For new migrants or those from different cultural backgrounds, stable housing can be a route to community and mutual support.
But although making a home on the water reads like a fantasy (albeit one that’s not strictly legal), Johnson says that poor regulation, distance from essential services and maintenance costs can make it difficult to sustain in the long term. “It takes a long time to establish yourself. Once people get in bad health, they just have to move back to land.”
For new migrants or those from different cultural backgrounds, stable housing can be a route to community and mutual support.

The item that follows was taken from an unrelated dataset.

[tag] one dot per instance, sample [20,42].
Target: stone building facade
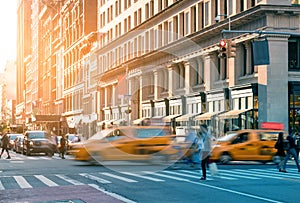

Ruben Amores, who helped establish the Kapit-bahayan Cooperative, a co-operative designed to provide affordable housing for Filipino families in 1995, says that the co-op model provides its members with a sense of ownership while recreating the trust and camaraderie typical of Filipino traditions.
“Rent is calculated on actual family income and residents are assured of long-term accommodation and those who have less stable employment are greatly assisted by the co-op,” explains Amores, adding that the co-op now spans six sites in Sydney’s West. “The tenant-members are organised to work voluntarily in helping manage it. This develops a sense of empowerment among the tenant-members.”
Perhaps, re-imagining the Australian Dream means rejecting the pressure to conform to an ideal that’s no longer viable and mustering the courage to reject the script. As Schultz puts it, “it begins with unplugging yourself from what you’re supposed to think and do and looking beyond the options that are available.”